I like the concept of working on your favorite part of the project when you don't feel like it.

Great trick!

Nowadays I find it more important to define what "high performance" means to me and enjoy it when it happen by itself instead of forcing myself into a scheme while destroying my health and happiness.

Sometimes for me the KPI is digging deeper than anybody else can and solve a real root cause issue. Sometimes it means simply not being in zombie mode in the evening (i.e. yes, actually working less). Sometimes it means finding something that may be less efficient but everybody can agree and do together.

In each of these cases having the right kind of tea and tea cup at hand is much more important than training the best scheduling techniques. ;-)

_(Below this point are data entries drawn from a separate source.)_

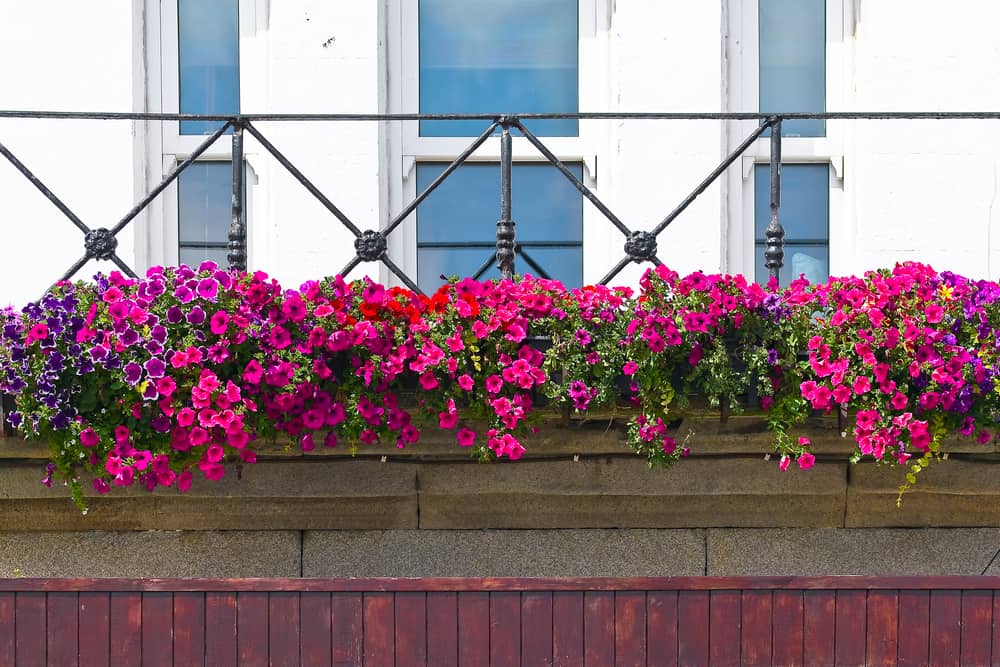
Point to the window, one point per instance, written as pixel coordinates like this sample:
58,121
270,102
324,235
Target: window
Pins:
786,55
454,56
195,68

This is very unrealistic. Real life is, I will be constantly disturbed by slack, email, meetings, people petting on my shoulder. Other than all these, I probably can have 1 or 2 hours a day to concentrate on the actual development

but yeah, working remote could avoid some of that, but only some

Everyone is different so this is only a "maybe think about this" tidbit and not advice:

I carved about 100sqft out of the corner of my bedroom for an office. And it worked well for a while. But I eventually found that I needed complete separation between home and work. I found myself always kind of at work and not sleeping as well.

So I moved my office into a basement room. The view isn't as nice but there's a concrete concept of leaving the office, shutting the door, and that's that. And now my bedroom is for sleeping (or sometimes building a fort).

I experienced a dramatic positive impact changing my home work environment from a dark, cramped area to a bright, sunlit room. Similarly I found that my productivity is significantly better standing (queue standing desk.) What’s remarkable in this story is how long it took me to realize how important the environment is to how successful you are.

I have been very lucky in that I’m completely flexible for working at home (in my study) or the office. I can say with certainty that I’m more productive (on average) at home than in the office. However, something I never imagined would be the case became reality:

I enjoy going into the office more. I simply miss the social aspect and the ability to chat about difficult problems in a break out space.

There’s definitely something to be said about the desire or dream of working from home and the reality of what your personality prefers.

Is there a reasonably priced VESA-monoitor-arm attachable whiteboard out there? Something like this[1] that's cheaper, or should I just build my own?

[1] https://www.ergotron.com/en-us/products/product-details/98-4...

No idea, but if you can't think of anything else there's bound to be an iPad mount and a whiteboard around that size you could combo up

My gut reaction is that that's way too niche for a VESA mount adaptor/spacer, normal whiteboard, and glue not to be cheaper.